Monday, November 9, 2009

Syria is a hell for Kurds


09-11-2009

By Basam Mustafa

Damascus – As a result of the drought and the 40 years of pressure under the Syrian Baath regime, the Kurdish Al Jazeera region is facing massive immigration. 80% of the population is dependent on agriculture and the Syrian government banned Kurds without an identity from working.

Because of these factors, some describe the Kurdish region of Syria as a hell on earth. Most families are forced to leave and go to the large cities of Syria, but there they face violence and often cannot find a job. Due to the lack of housing, most of them live in tenths. The number of suicides have increased among the Kurds in Syria.
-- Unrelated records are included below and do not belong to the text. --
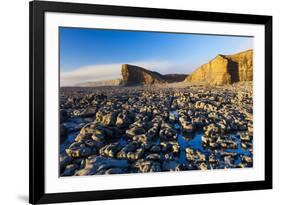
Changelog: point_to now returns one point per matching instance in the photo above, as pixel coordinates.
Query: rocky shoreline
(138, 129)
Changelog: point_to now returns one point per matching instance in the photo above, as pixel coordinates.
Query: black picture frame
(37, 194)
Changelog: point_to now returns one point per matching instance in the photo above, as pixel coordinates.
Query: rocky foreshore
(115, 130)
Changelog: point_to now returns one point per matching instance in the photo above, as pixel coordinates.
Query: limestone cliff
(225, 69)
(134, 75)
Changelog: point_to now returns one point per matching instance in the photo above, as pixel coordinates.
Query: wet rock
(110, 150)
(194, 155)
(145, 166)
(78, 151)
(96, 164)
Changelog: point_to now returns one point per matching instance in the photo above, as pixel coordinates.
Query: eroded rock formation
(225, 69)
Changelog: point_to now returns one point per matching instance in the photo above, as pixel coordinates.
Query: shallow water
(184, 140)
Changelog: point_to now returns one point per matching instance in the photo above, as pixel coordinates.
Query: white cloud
(102, 72)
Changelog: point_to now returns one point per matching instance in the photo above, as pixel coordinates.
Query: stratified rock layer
(133, 75)
(225, 69)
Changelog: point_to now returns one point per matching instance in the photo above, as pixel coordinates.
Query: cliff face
(114, 82)
(133, 75)
(225, 69)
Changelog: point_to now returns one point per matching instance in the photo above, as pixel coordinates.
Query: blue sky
(88, 49)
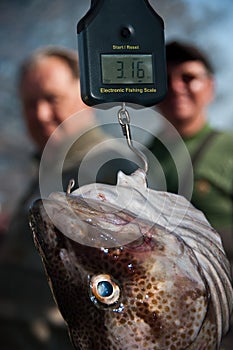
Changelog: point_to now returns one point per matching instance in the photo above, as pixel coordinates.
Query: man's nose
(44, 111)
(176, 84)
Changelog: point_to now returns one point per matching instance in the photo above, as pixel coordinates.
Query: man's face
(190, 91)
(50, 94)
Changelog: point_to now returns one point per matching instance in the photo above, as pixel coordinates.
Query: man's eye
(187, 78)
(53, 99)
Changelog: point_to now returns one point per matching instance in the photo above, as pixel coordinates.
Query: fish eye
(104, 291)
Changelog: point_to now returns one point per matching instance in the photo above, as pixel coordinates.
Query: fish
(133, 268)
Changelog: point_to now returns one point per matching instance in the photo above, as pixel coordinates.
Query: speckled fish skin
(168, 298)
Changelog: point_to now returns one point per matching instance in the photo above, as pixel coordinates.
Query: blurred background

In the last years, because of the poverty rate and drought, more than 160 Kurdish villages in Hasaka became completely deserted. Most of the people went to Damascus, Aleppo en other Syrian cities.

Kurdish politician Mahmud Muhammad of the Democratic Union Party (PYD) says that the government stripped 20% of the Kurdish population of their Syrian citizienship, following a census in 1962. But he added that the new law 49 on 10 September 2008 also paralyzed the economic life in Kurdish regions. “The Al Jazeera region is going to be emptied from its population step by step, but we don’t know exactly how much families left the region.”
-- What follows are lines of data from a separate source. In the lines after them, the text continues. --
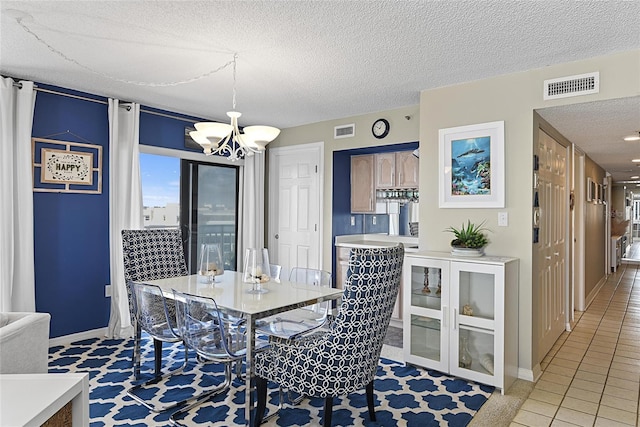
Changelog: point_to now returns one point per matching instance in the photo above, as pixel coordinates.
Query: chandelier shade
(227, 139)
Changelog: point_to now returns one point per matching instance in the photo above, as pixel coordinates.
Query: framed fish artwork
(471, 166)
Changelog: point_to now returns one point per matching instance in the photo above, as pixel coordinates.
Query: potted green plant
(470, 239)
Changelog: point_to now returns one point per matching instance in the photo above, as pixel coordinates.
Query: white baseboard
(589, 298)
(68, 339)
(531, 375)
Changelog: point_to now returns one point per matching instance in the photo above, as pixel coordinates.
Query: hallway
(592, 374)
(633, 253)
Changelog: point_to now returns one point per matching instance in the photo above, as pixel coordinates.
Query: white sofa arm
(24, 343)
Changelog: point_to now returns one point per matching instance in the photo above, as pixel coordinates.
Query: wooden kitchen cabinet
(363, 198)
(385, 170)
(407, 170)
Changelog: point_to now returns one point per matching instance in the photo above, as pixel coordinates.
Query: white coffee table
(31, 399)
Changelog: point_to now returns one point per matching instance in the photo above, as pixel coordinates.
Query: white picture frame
(471, 166)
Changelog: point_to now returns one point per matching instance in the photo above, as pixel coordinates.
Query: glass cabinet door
(473, 297)
(425, 325)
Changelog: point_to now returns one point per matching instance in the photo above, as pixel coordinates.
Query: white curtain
(125, 204)
(17, 275)
(252, 226)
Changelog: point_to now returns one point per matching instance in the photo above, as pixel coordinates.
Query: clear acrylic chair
(214, 336)
(156, 318)
(274, 271)
(302, 320)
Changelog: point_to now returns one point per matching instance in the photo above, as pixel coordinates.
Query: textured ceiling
(300, 62)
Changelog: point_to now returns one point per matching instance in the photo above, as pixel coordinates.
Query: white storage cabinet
(452, 301)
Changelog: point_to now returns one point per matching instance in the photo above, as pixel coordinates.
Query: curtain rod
(99, 101)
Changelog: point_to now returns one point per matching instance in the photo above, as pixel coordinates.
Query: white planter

Most people that left Hasake province, live now in tents around Damascus. Approximately 100.000 Kurds live in ghetto’s and are obliged to let their children work in gardens. The Syrian Kurds are also without electricity. In these camps Kurdish women are sometimes molested by owners of farms where they work. Sometimes they also start to work as prostitutes.

According to reports, of the 3 million Kurds of Syria, more than 1 million live in Damascus and its vicinity now (Photo: Rudaw).